Difficult calls include tags during a rundown or a batter fouling a pitch off his foot. In both instances a player can block the umpire’s view of the tag or the ball. I’ve learned to wait, to recognize players’ reactions and body language before making the call. Again, there’s no hurry. Nobody has ever yelled at an umpire for taking too long to make a call.
Occasionally something weird happens and immediately applying a rule is necessary. But more than 90% of calls are these six: ball, strike, safe, out, fair, foul. Get those right and most games will be smooth.
As long as the catcher does his job. Catchers are an umpire’s best friend — most of the time. A few times a year, a breaking ball in the dirt will bounce into the umpire’s solar plexus or groin. Even more infrequent, but always memorable, is an inside fastball the catcher misses altogether and strikes the umpire dead-on.

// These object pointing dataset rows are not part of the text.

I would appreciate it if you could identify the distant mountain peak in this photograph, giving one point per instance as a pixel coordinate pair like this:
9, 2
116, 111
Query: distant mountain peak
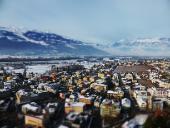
29, 42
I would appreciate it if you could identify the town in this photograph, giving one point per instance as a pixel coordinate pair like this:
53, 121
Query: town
85, 93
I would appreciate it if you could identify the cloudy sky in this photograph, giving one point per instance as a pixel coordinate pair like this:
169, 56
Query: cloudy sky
99, 21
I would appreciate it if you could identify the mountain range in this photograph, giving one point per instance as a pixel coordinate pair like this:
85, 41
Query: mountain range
17, 42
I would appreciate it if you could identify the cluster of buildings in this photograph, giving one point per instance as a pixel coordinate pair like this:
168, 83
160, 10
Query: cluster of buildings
75, 96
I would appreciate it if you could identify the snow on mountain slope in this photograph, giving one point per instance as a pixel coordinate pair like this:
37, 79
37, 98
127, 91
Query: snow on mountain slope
21, 42
139, 47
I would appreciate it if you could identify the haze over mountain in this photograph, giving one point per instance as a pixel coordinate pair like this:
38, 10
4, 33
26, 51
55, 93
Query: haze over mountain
119, 27
17, 42
35, 43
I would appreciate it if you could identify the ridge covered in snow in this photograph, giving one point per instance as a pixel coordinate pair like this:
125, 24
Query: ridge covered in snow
31, 42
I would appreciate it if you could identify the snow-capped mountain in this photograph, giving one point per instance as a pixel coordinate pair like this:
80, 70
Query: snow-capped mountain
21, 42
139, 47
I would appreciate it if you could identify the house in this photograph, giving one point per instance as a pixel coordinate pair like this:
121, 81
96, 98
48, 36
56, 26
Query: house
109, 108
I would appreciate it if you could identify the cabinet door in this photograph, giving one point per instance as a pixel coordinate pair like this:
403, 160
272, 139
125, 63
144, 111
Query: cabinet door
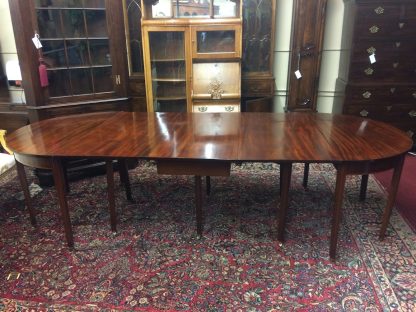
166, 68
210, 42
81, 43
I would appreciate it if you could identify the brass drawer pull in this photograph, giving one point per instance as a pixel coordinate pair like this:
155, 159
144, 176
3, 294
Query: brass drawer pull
374, 29
366, 94
369, 71
379, 10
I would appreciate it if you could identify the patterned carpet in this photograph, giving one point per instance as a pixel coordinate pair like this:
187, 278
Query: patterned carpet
156, 262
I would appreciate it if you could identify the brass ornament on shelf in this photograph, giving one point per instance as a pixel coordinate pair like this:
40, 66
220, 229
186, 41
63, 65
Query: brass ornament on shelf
367, 94
369, 71
215, 89
379, 10
412, 113
374, 29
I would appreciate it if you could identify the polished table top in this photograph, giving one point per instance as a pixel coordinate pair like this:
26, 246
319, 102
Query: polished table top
295, 137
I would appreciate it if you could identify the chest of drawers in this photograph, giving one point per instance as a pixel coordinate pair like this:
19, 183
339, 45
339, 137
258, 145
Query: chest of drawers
378, 62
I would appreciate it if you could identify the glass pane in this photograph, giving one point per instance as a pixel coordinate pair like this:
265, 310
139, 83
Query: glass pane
74, 23
81, 81
94, 3
134, 35
102, 79
77, 53
96, 23
59, 84
189, 9
257, 35
59, 3
100, 52
167, 45
215, 41
162, 9
225, 8
169, 106
53, 53
49, 23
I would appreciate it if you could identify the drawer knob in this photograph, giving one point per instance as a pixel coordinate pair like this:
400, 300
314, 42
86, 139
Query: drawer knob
374, 29
379, 10
367, 94
369, 71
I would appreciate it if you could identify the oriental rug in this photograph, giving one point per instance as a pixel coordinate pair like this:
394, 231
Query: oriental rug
156, 262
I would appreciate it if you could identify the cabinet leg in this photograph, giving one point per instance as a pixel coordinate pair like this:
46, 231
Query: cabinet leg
23, 183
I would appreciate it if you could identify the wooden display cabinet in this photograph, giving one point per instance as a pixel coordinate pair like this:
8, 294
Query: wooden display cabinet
192, 55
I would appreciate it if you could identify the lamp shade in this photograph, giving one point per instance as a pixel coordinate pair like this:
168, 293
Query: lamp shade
13, 70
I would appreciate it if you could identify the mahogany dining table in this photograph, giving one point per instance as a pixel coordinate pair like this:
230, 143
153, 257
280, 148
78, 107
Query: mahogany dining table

That round bone that protrudes from your wrist? I took an 80-something mph fastball a few weeks ago that left a tattoo from the ball’s seams looking like a snake bite directly on that bone. The catcher turned to me and rather lamely said, “My bad.”
I finished the game, iced my wrist at home and typed through the pain for a few days. But it didn’t interrupt my season. My pants are pressed. My shoes are shined. The thought strikes anew.
I’ve got a game today.
This story originally appeared in Los Angeles Times.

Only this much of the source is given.